Sous le signe de la méduse

Ils avaient beaucoup bu ce soir là, surtout elle, pour oublier le regard sombre qui la fixait.
Brillante, à la fois forte et légère, elle avait amusé la tablée de ses saillies ironiques. Elle narguait l’œil noir de l’homme.
Son mari.
Le père de ses enfants.
Son ennemi.

Elle percevait la colère qui montait en lui, irrésistiblement, comme le lait qui bout dans la casserole. Mais l’alcool qui avait réveillé son goût du défi lui avait aussi offert un grisant et illusoire sentiment d’invincibilité. Ce soir, elle ne se tairait pas, elle rirait à gorge déployée, elle ne serait pas l’ombre docile de l’homme. Peu lui  importait alors les insultes, les coups qu’il lui infligerait, plus tard, dans la dangereuse intimité de leur appartement.
Elle avait tellement envie d’oublier la peur, de faire comme si son foyer n’était pas le lieu des pires dangers.
Personne, pas même ses plus proches amis, ne savait, ni même imaginait, l’enfer qu’elle vivait. Il lui était impossible d’en parler, elle n’y arrivait pas. Les mots se coinçaient dans sa gorge. Elle était murée dans son propre silence. Enfermée dans l’apparence trompeuse d’un couple heureux.

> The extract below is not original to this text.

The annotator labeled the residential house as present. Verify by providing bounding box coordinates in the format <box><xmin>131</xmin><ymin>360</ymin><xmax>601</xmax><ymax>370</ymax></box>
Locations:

C’est elle qui a suggéré d’aller prendre un bain de minuit. En Juillet la mer est si belle.
Ils se sont entassés dans des voitures.
Elle a couru vers les vagues, parsemant ses vêtements sur le sable.
Puis s’est enfoncée dans l’eau tiède argentée.
Joyeuse, elle a nagé vers le large. Au loin, sur la plage, les autres se déshabillaient pour la rejoindre. Elle les a hélés. Puis elle s’est allongée sur l’eau pour se laisser flotter, souriant à la lune.

Tout à coup, émergeant des flots, rapide et silencieux, il fut à ses côtés, campé sur ses longues jambes et un vilain sourire sur sa face.
Elle se redressa vivement mais le sol était trop loin pour qu’elle puisse y poser les pieds.
Un nuage voila la lune ; l’obscurité se fit profonde. Alors il posa sa large main sur son crâne.
Et appuya, fortement.
Elle avait toujours eu peur de l’eau, peur de se noyer. Il le savait.
Elle s’enfonçait, paralysée par la panique. L’eau s’engouffrait dans son nez, dans sa bouche. Elle battit désespérément les jambes, pensa à ses enfants.
Puis, comme une fulgurance « Je vais mourir, déjà ! »
C’était si facile, ils étaient loin des regards, à peine sortis de table, on parlerait d’hydrocution, il jouerait le veuf éploré.

Mais soudain l’homme poussa un cri de douleur et la main abandonna sa besogne meurtrière.
Haletante, elle émergea de l’onde sombre et s’enfuit hors de portée. Elle ne craignait plus rien. Une méduse, enroulant un long filament autour du bras de l’assaillant, venait de lui sauver la vie.

Je n’ai pas imaginé cette histoire.

Samedi 22 novembre, à Rome, 50.000 femmes (malheureusement beaucoup moins que l’année dernière) ont défilé pour protester contre les violences dont elles sont victimes.

Étudiantes, travailleuses ou femmes au foyer, italiennes et étrangères, elles se sont rassemblées derrière des banderoles proclamant “La violence contre les femmes a de multiples visages” et des images du pape, du chef du gouvernement Silvio Berlusconi et de plusieurs de ses ministres, tous suppôts du patriarcat.
Selon des statistiques rendues publiques lors de la manifestation, en Italie, tous les trois jours, une femme succombe sous les coups d’un homme. En 2007, 126 femmes ont été tuées, dont 44 par leurs propres maris.

En France, il y a quelques jours, l’Assemblée Nationale a marqué une minute de silence en hommage à l’un de ses pairs qui s’était suicidé après avoir assassiné sa compagne.